Even if it is not possible or hard to implement temperature compensation (since there would have to be a rough temperature/accuracy drift table), there is another way to increase the accuracy of the Sensor Watch. A Belarusian watch manufacturer called Technochas has this very rudimentary method of adjusting digital quartz watches. Their classic 52-55 model line has an option, in settings, of slowing or speeding up the clock in steps of 1/10th of a second per day. This equals to roughly 1ppm, which is possible with Sensor Watch. Basically you set the watch to a reference clock, check the deviation after a few days, calculate how much it lost or gained in average per day, and input this in the settings.

Their new models (the 01-04 line) have an even cooler way of adjusting the accuracy. If you reset the seconds (just like you do in any Casio or in Sensor Watch) two times in an interval of 4h and 720h, the watch measures the deviation by itself, calculates by how much it should slow down/speed up, and automatically corrects itself for future reference. These models can also be manually adjusted in steps of 1/20th of a second per day.

So, my questions are a) if any of these options is viable, b) how hard could it be to implement them, and c) would anyone be willing to work on it since I do not have a clue where to start (beyond learning C from scratch)?

Thanks for your patience!

[tahnok]

I like this idea a lot! There's definitely room to improve on the accuracy at the moment, I've noticed my watch drifting. The idea of having the watch calculate it's own offset is really fascinating...

[joeycastillo]

I've thought about this a lot, and it's something I want to do; unfortunately, I don't have the equipment for it right now. My instinct though is that it would involve the temperature sensor board (included with campaign orders), a high resolution frequency counter, and either a GPS-disciplined TCXO or an atomic clock. The setup:

• Solder two very fine wires to the sensor board's GND and A1 test points, and thread them outside the watch.
• Set up the frequency counter to measure the frequency of A1, with the external clock as a reference.
• Enable the supply controller's OUT[0] output and enable the RTC Event Toggle. (copy/pastable code in alt text)
• Enable the RTC event output for the PEREO0 prescaler output, which generates an event 128 times a second.

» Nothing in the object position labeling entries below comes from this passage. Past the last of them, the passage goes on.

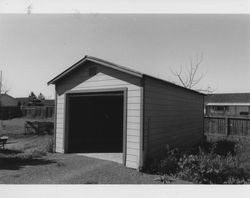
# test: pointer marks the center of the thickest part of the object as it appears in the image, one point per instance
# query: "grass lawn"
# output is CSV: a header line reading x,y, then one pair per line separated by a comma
x,y
27,160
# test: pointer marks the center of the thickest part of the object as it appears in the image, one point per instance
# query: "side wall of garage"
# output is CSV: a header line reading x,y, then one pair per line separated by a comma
x,y
93,76
173,116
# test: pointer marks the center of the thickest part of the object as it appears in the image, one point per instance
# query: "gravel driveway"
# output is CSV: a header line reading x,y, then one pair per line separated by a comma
x,y
72,169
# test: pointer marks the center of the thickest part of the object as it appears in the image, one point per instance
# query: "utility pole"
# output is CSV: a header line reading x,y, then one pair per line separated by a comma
x,y
1,113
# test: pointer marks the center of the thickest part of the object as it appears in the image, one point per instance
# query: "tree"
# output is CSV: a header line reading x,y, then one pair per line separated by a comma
x,y
32,96
41,97
191,76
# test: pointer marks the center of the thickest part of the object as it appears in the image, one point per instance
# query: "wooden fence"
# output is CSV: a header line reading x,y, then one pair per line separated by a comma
x,y
227,126
7,113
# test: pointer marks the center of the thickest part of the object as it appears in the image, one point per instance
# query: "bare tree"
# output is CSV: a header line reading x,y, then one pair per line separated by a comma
x,y
191,76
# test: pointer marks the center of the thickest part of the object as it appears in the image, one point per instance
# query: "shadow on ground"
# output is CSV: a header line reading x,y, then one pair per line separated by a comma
x,y
15,160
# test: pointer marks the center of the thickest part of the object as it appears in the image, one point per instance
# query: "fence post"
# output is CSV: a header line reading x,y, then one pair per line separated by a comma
x,y
226,126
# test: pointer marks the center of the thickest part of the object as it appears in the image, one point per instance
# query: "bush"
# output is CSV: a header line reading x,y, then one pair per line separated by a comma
x,y
214,164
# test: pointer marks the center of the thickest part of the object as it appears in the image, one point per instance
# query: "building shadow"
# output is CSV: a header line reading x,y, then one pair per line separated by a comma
x,y
15,160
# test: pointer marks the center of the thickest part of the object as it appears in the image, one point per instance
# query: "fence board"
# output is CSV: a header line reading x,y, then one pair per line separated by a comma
x,y
227,126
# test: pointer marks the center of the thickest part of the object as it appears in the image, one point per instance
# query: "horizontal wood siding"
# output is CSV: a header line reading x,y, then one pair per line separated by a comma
x,y
104,79
173,116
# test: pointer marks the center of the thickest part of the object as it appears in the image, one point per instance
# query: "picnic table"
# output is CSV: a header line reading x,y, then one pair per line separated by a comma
x,y
38,127
3,141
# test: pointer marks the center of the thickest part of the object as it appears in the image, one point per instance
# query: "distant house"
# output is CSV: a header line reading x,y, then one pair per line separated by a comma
x,y
9,107
7,101
230,104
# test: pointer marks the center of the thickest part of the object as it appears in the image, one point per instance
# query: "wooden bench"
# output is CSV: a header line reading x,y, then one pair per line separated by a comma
x,y
38,127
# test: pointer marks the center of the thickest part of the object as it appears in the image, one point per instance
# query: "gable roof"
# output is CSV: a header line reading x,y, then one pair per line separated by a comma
x,y
228,98
113,66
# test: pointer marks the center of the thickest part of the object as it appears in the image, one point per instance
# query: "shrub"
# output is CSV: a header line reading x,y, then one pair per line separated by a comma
x,y
213,164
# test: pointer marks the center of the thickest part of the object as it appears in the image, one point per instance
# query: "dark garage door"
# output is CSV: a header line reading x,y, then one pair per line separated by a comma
x,y
95,122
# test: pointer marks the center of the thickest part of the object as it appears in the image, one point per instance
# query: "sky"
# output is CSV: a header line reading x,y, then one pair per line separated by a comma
x,y
34,48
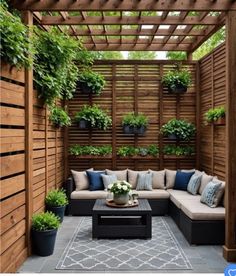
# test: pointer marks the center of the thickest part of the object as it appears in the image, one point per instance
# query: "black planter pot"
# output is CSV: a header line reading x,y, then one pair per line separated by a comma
x,y
58,211
179,89
172,137
85,88
128,129
43,242
83,124
140,130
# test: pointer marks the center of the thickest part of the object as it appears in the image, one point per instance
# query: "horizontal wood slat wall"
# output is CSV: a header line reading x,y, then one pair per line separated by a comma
x,y
133,86
213,94
48,165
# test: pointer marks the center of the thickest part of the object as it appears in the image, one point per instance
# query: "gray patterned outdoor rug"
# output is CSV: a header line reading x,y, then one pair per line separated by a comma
x,y
120,255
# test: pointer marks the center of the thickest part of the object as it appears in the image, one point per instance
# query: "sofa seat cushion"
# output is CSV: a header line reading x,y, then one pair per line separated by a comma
x,y
195,210
86,194
177,197
154,194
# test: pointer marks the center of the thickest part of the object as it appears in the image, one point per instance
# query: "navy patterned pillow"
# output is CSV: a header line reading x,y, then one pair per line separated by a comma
x,y
209,193
194,183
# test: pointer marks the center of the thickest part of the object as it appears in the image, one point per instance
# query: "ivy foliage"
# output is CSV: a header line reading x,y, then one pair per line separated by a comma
x,y
55,71
15,42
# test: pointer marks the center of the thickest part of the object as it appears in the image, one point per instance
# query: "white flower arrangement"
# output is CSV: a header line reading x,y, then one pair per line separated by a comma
x,y
120,187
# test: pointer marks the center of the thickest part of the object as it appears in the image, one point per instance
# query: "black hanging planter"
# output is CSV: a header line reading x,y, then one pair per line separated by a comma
x,y
172,137
140,130
43,242
83,124
128,129
179,89
85,88
57,210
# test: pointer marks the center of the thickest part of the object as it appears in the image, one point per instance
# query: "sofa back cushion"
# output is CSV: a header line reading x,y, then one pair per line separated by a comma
x,y
121,175
95,180
158,179
81,180
182,179
204,181
170,178
133,176
144,181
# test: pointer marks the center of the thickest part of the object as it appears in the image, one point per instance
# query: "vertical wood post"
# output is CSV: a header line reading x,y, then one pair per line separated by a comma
x,y
229,249
161,120
113,117
27,18
46,149
198,116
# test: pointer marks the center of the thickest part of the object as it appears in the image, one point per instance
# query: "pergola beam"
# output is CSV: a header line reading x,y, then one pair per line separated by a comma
x,y
127,5
137,47
128,20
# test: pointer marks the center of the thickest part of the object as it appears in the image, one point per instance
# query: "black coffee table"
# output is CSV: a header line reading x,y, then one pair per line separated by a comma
x,y
131,222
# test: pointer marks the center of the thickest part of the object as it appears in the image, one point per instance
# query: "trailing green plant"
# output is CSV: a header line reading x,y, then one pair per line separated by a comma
x,y
79,150
16,48
124,151
45,221
214,114
95,116
55,71
178,150
59,116
56,198
181,128
94,81
176,77
135,120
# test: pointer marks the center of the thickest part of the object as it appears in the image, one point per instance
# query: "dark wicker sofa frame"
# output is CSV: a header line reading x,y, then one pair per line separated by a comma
x,y
195,231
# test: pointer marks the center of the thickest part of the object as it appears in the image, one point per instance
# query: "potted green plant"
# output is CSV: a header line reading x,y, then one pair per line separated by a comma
x,y
44,231
56,201
59,117
91,82
177,81
120,190
178,129
79,150
134,123
92,116
178,150
216,116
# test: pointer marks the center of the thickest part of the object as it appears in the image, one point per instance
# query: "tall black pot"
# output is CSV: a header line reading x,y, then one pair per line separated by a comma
x,y
57,210
43,242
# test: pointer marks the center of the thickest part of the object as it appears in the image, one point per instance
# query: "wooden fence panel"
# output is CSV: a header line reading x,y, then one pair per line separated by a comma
x,y
48,162
133,86
213,94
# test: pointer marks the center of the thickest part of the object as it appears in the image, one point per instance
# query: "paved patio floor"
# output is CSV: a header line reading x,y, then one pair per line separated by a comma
x,y
204,259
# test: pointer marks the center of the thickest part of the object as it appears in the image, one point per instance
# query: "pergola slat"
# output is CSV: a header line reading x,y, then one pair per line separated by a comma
x,y
110,5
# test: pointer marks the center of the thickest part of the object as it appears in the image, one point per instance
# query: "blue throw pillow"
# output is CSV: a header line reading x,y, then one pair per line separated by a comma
x,y
181,180
95,180
194,183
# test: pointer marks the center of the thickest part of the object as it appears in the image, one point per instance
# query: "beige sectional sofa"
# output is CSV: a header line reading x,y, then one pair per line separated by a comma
x,y
199,223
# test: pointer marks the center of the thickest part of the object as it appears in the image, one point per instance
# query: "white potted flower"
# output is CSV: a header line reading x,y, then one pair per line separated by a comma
x,y
120,190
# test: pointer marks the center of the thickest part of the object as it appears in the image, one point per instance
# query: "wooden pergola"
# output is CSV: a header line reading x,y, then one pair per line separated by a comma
x,y
137,25
168,25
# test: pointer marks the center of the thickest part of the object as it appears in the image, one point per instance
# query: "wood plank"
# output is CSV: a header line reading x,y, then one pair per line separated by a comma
x,y
12,164
12,185
12,116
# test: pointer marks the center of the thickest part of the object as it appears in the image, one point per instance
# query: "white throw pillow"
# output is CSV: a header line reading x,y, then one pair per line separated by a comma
x,y
81,180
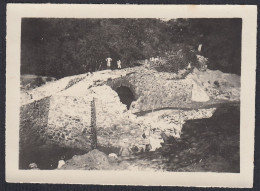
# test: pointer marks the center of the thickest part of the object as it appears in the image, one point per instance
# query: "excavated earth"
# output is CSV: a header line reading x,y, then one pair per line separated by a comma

At the end of this, A1 should be emitting a square wave with a frequency of about 64 Hz. Of course, you might see something like 64.000012 or 63.999987 Hz, which would cause the watch to drift. You'd want to build a watch face that shows the temperature and allows you to adjust the frequency correction register, then take notes on which FREQCORR values get the watch as close to 64.000000 Hz as possible.

From there (and with some help from a refrigerator and a heater) you could create a series of FREQCORR values from, say, -20° C to 50° C, and code that lookup table into the watch. Then, out in the field, we'd be able to measure the temperature with the thermistor and know what frequency correction value to apply at a given temperature.

Here are some notes on the frequency correction register, from the SAM L22 data sheet:

[pebblewidower]

Well, that's a lot of work. So it looks like the Elektronika 55 approach is the easiest to implement. This 0.95367ppm resolution corresponds to 0.09059 seconds per day, which is very close to what the Elektronikas do.

The general idea is to display to the user a menu settable in steps of 0.1s (to round up and make the math easier for the user) and the firmware would interpret it as a FREQCORR.VALUE of 1 for every 0.1s added or subtracted, plus a negative or positive FREQCORR.SIGN depending on whether you want the watch to speed up or slow down.

The FREQCORR.SIGN, I believe, would be the inverse of what is shown to the user, since if you want the watch to slow down a second per day you would input -1.0 in the settings, but the watch would actually add (positive FREQCORR.SIGN) 10 FREQCORR.VALUE, is that right?